Demand for blockchain technology experts is skyrocketing in China, with an almost tenfold increase in the first two months of this year, according to analysis from recruiting app Boss Zhipin.
Job opportunities in the blockchain sector rose by 9.7 times between Jan 1 and Feb 28 — the peak recruitment season — compared with the same period last year, according to a research report released recently.
Engineers in the field can now command an average salary of 25,800 yuan ($4,080), it added.
Blockchain technology offers an open and decentralized database by linking a continuously growing list of records, or blocks, and allows market participants to keep track of digital currency transactions.
Thousands of blockchain startups have been created amid cryptocurrency fever, and companies focused on the internet, software and financial services are getting to grips with the new systems.
The number of enterprises looking for experts in the field has increased 4.6 times and the supply-demand ratio has reached as low as 0.15, meaning demand is far outstripping supply, according to the report.
Chang Meng, director of Boss Zhipin Research, said that blockchain overturned the traditional production model and created a new type of internet, and such evolution makes many enterprises scramble to get a piece of the action.
“But the future of blockchain remains foggy in China,” Chang said. “It’s still at an early stage, and we don’t know exactly how such technology is going to hit the market. No actual product is put into use yet, so we’ll just have to wait and see.”

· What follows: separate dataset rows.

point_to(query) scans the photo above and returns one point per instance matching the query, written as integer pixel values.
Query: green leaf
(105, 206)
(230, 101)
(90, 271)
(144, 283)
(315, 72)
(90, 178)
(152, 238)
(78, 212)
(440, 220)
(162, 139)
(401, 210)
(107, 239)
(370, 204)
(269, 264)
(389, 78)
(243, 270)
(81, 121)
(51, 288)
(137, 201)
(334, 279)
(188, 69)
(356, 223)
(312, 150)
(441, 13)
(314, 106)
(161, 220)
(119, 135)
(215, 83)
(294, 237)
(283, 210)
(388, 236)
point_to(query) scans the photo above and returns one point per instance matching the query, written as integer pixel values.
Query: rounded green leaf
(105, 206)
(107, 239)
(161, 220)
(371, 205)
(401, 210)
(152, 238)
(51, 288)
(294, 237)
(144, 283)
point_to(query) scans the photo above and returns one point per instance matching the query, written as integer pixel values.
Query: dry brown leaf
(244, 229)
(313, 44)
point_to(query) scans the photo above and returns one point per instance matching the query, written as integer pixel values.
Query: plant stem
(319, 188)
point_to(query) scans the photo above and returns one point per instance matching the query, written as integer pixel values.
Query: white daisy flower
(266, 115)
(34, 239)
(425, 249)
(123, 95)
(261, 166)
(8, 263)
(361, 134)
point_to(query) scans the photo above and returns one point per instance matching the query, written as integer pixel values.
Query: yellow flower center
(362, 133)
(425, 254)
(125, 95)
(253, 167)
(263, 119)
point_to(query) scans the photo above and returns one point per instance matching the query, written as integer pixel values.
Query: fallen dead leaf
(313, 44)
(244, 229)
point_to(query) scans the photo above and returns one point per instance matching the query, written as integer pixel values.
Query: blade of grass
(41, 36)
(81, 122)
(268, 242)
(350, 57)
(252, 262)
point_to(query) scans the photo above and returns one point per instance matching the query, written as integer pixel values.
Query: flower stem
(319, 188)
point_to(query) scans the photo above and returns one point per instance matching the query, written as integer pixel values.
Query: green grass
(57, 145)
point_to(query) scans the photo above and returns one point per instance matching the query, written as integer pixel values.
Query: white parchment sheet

The analysis also indicates that skills like coding, graphic design and search algorithms are highly favored by employers, and candidates with interdisciplinary and multiple skills will have a distinct advantage.
Wang Xiaosen, a graduate in web intelligence from King’s College London, said a high proficiency in programming languages like python and java is considered essential by most companies.
“They will then give you many practical cases and ask you to analyze and solve them. It’s not easy,” Wang said.
Another notable shift in the job market is the industries that suffer the biggest shortage of talent. While the internet remains the first in seeking employees, construction, services, healthcare and trade top the list, replacing traditionally popular sectors like finance and communications.
“This change is closely connected with policies,” Chang said. “It showcases not only the strong driving force of the Belt and Road Initiative, which requires increasing infrastructure, but also China’s transition from manufacturing to a more service-based economy.”
First-tier cities still provide the highest average monthly salaries, with 10,712 yuan in Beijing and 10,128 yuan in Shanghai, but young workers aged 18 to 35 are showing dwindling interest in working there, with the number dropping from 65.8 percent in 2015 to 46.5 percent in 2017.
Among all job seekers, 35.5 percent now choose Hangzhou, Wuhan, Chengdu, Zhengzhou and Xi’an as their career destinations, making these five cities the “new” first-tier with high potential to lure talent.
“It’s too competitive in Shanghai. Every student majoring in banking or finance will pick to go there,” said Yao Qinshan, 24, a finance graduate from King’s College London. “Xi’an is much easier. I only applied for two companies and they both sent me an offer.”
Liu Yang, a HR director from Agitek, a high-tech company specializing in equipment testing and measurement based in Xi’an, said it has seen a surge in talent inflow. “Especially for those who were born in Xi’an, they have faced greater pressure in both life and work in other cities, and many of them choose to come back.”
A record more than 8.2 million of graduates are expected to enter the job market this year.
Zhang Yangfei contributed to this story.